Prendre sa vie en main : c’est avec cet objectif en tête que Dawn Dumont investissait la scène de différents cabarets humoristiques de Toronto, il y a maintenant une quinzaine d’années. Incapable de trouver une compagnie souhaitant monter une des quatorze (!) pièces de théâtre qu’elle avait écrites jusque-là, l’autrice crie des Plaines, qui a grandi sur la réserve de la Première Nation Okanese (à environ 85 kilomètres au nord-est de Regina), se tournait alors vers le stand-up afin d’inviter le grand public au cœur du quotidien de sa famille. « Mais le format blagues, ça finit par être limitant. Je voulais donner une meilleure vue d’ensemble du genre de vie que j’ai eue en grandissant sur la réserve. »

Rire, malgré tout
C’est ainsi que Dawn Dumont se mettait à l’écriture romanesque avec On pleure pas au bingo, d’abord paru en anglais en 2011, puis en traduction l’an dernier aux Éditions Hannenorak. Alors que ce premier livre inventoriait les souvenirs de jeunesse de l’écrivaine sur un ton entre tendresse et autodérision, La course de Rose accentue davantage le sarcasme, dans lequel l’on pourrait lire un certain fatalisme, mais aussi une soupape face aux écueils nombreux qu’affrontera l’apprentie marathonienne. Autrement dit : Dawn Dumont parvient avec beaucoup de finesse à générer des rires, sans pour autant minimiser les drames réels qui se cachent souvent sous ce qu’elle raconte.

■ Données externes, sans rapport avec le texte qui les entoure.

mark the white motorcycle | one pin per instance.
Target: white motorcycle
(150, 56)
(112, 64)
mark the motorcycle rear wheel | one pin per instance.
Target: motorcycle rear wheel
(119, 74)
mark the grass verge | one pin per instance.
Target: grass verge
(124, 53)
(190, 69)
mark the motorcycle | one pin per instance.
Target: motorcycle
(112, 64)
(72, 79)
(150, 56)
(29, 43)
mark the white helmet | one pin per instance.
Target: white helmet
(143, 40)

« Dawn a une maîtrise presque parfaite de l’humour de situations et des dialogues », observe son traducteur québécois, l’écrivain Daniel Grenier. « Elle se sert beaucoup de la marge entre ce qu’on dit et ce qu’on pense, des situations awkward de la vie sociale, de la petite paranoïa qu’on a tous au sujet de comment les gens vont nous percevoir. Il y a parfois des passages d’une grande violence dans ses livres, mais qui peuvent nous paraître légers, comme celui sur les pensionnats dans On pleure pas au bingo. Il faut de la subtilité et une grande rigueur pour écrire ça, en sachant que certains lecteurs pourraient s’en servir pour dire : “Vous voyez, c’était pas si pire que ça, les pensionnats.” »

Il fait bon passer du temps en compagnie des familles que met en scène Dawn Dumont, souligne Daniel Grenier, qui y voit un aspect fondamental de son œuvre. « C’est ce qui rend Dawn Dumont universelle, mais c’est aussi ce qui crée un effet d’altérité. On s’identifie presque automatiquement à ses narratrices, à ses familles, mais en se rappelant toujours qu’on ne peut pas s’identifier complètement, qu’il y a un petit quelque chose de différent dans l’expérience du monde qu’elle décrit. »

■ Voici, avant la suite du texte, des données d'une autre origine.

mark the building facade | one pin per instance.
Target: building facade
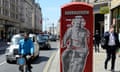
(115, 14)
(9, 20)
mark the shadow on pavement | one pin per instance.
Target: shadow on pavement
(40, 59)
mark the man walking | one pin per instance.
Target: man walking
(97, 41)
(111, 46)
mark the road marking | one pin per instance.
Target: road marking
(2, 63)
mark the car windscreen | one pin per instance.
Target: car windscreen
(15, 40)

« Je pense qu’on a tous cette habileté de transformer le drame en rire », dit pour sa part la principale intéressée. « Ce n’est pas pour rien qu’il y a souvent des fous rires pendant des funérailles. Mais je pense aussi qu’il y a quelque chose de propre à ma culture là-dedans. Quand on a peu, il reste toujours le rire, que personne ne peut nous enlever. »

La force de la course
Fable comico-fantastique sur la solidarité féminine, La course de Rose bascule au deux tiers du livre dans un univers dépassant le réalisme strict, alors que le fantôme d’un vieux démon — celui de la Rêveuse — ensorcelle les femmes de la réserve, qui feront passer un mauvais quart d’heure à tous les hommes ayant déjà eu des comportements regrettables envers le genre opposé (c’est-à-dire pas mal tous les hommes). D’aucuns parleraient de réalisme magique, bien que Dawn Dumont conçoive le surgissement du monde immatériel dans le quotidien de ses personnages comme une manifestation de son propre rapport aux esprits.

« Là où j’ai grandi, il n’y a pas vraiment de différence entre le naturel et le surnaturel. Ça fait partie de comment on voit le monde : 99% du temps, le surnaturel est absent, et soudainement, ça va venir influencer ta vie d’une façon majeure. Tu sais, mes sœurs consultent toutes des médiums et des voyants, j’ai plusieurs amis qui sont impliqués dans des cérémonies. Il y a chez les Autochtones une connexion profonde entre notre monde et l’autre monde, alors c’est normal que ça ressorte dans les récits d’auteurs autochtones. »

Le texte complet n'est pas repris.